Kempski O S, Volk C
Institute of Neurosurgical Pathophysiology, Johannes Gutenberg-Universität Mainz, Federal Republic of Germany.
Acta Neurochir Suppl (Wien). 1994;60:7-11. doi: 10.1007/978-3-7091-9334-1_2.
During injury and ischemia of the CNS mediator compounds are released or activated which cause secondary swelling and damage of nerve cells. Such mediators are glutamate, acidosis, free fatty acids, or high extracellular potassium.

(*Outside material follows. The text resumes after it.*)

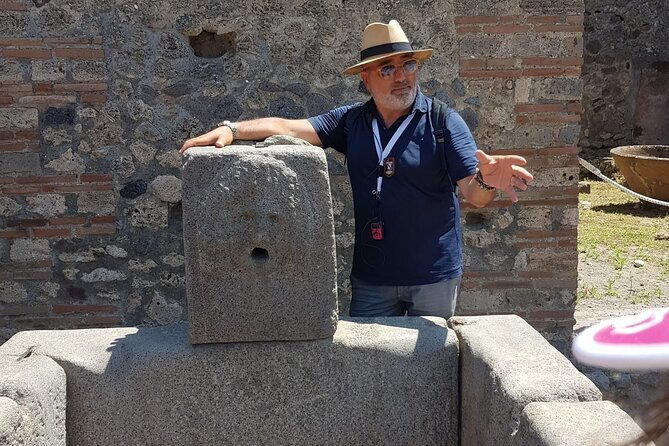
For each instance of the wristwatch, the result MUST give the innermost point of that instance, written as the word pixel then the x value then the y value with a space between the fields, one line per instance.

Glial homeostatic mechanisms are activated to prevent the secondary injury from these mediators. The glial clearance mechanisms have been studied in detail using in vitro systems allowing for a close control of the glial environment. Current evidence suggests glial swelling to occur together with glutamate uptake or in response to extracellular acidosis. Glial swelling, therefore, is rather the result of homeostatic mechanisms than an indication of glial demise.
在中枢神经系统损伤和缺血期间,介导化合物会被释放或激活,从而导致神经细胞继发性肿胀和损伤。这些介导物包括谷氨酸、酸中毒、游离脂肪酸或细胞外高钾。神经胶质稳态机制被激活以防止这些介导物造成继发性损伤。使用能够密切控制神经胶质环境的体外系统,对神经胶质清除机制进行了详细研究。目前的证据表明,神经胶质肿胀与谷氨酸摄取同时发生或对细胞外酸中毒作出反应。因此,神经胶质肿胀更像是稳态机制的结果,而不是神经胶质死亡的迹象。